La primera masacre que me tocó cubrir en Estados Unidos fue en la Universidad de Virginia Tech en el 2007. Un estudiante, Seung-Hui Cho, asesinó a 32 personas e hirió a otras 17. A pesar de haber sido diagnosticado con desorden de ansiedad, Cho pudo comprar dos pistolas semiautomáticas presentando su licencia de conducir y su tarjeta de residencia. Caminé por los mismos pasillos y salones que Cho sin entender cómo alguien así pudo planear su ataque sin que ninguna ley se lo impidiera. En ese momento creí, equivocadamente, que esa matanza era una excepción, un hecho aislado. No fue así – aquí lo normal son las masacres.

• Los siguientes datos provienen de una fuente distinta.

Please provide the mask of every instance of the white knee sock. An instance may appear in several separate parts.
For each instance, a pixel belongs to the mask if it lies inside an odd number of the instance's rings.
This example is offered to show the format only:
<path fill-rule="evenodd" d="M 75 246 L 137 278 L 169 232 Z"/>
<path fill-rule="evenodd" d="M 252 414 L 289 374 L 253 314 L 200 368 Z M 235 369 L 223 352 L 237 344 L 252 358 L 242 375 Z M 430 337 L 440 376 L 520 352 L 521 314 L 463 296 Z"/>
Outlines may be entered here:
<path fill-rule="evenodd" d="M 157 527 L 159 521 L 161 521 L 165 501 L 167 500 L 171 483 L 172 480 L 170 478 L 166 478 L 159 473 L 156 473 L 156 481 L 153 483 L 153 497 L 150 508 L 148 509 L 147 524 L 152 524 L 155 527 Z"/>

El año pasado 12 murieron por un tiroteo dentro de un cine en Colorado. Y a finales del 2012 Adam Lanza mató a 27 personas, en su mayoría niños, en la escuela Sandy Hook de Newton, Connecticut.

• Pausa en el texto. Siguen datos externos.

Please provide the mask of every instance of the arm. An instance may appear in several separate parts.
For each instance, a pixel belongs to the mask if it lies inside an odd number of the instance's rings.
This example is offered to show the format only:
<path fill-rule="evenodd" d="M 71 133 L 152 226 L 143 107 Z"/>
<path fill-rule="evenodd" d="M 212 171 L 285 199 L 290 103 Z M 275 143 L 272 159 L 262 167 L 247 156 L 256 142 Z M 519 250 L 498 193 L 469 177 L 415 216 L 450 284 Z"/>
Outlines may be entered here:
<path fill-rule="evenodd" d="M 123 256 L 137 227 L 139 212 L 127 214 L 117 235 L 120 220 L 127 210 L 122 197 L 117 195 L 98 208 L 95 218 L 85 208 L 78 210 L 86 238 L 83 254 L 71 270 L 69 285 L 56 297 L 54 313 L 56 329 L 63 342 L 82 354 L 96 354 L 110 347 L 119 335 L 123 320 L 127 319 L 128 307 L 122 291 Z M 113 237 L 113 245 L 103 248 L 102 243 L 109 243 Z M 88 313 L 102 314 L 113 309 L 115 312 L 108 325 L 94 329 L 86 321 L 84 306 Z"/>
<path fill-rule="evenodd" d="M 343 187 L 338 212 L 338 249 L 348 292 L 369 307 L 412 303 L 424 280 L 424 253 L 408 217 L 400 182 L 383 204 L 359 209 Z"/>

Después de cada cobertura especial, siempre pensé que Estados Unidos corregiría, cambiaría sus leyes y pondría múltiples restricciones a la compra y uso de armas de fuego. Me volví a equivocar.

Es un hecho absolutamente incomprensible para mí que la mayoría de los políticos de Estados Unidos haya preferido proteger el derecho histórico a portar armas en lugar de cuidar la vida de sus niños y civiles. Y no es que se trate de eliminar por completo la segunda enmienda de la constitución sino de imponer límites razonables para evitar más masacres.

¿Qué tiene de malo revisar los antecedentes penales e historial psiquiátrico de todos los que compren armas, no permitir el uso de rifles de guerra, ni armamento semiautomático? Para cazar y cuidar tu casa no se necesita ese tipo de armas.

Está claro que países como Japón, que prohíbe que sus civiles usen armas de fuego, son mucho más seguros que Estados Unidos, que le permite usarlas a cualquiera. Pero aquí nadie está escuchando. El Congreso y la Casa Blanca ya están actuando como si nada hubiera ocurrido en el centro de la marina en Washington.

Cómo le ocurre a mucha gente cuando es sorprendida por un tiroteo, los líderes de esta nación han quedado paralizados. Una y otra vez. Es el comportamiento normal en este país después de cada masacre. No ven, no oyen, no hacen nada.

Estoy harto de quejarme y de saber que todo seguirá igual. Hasta la siguiente matanza.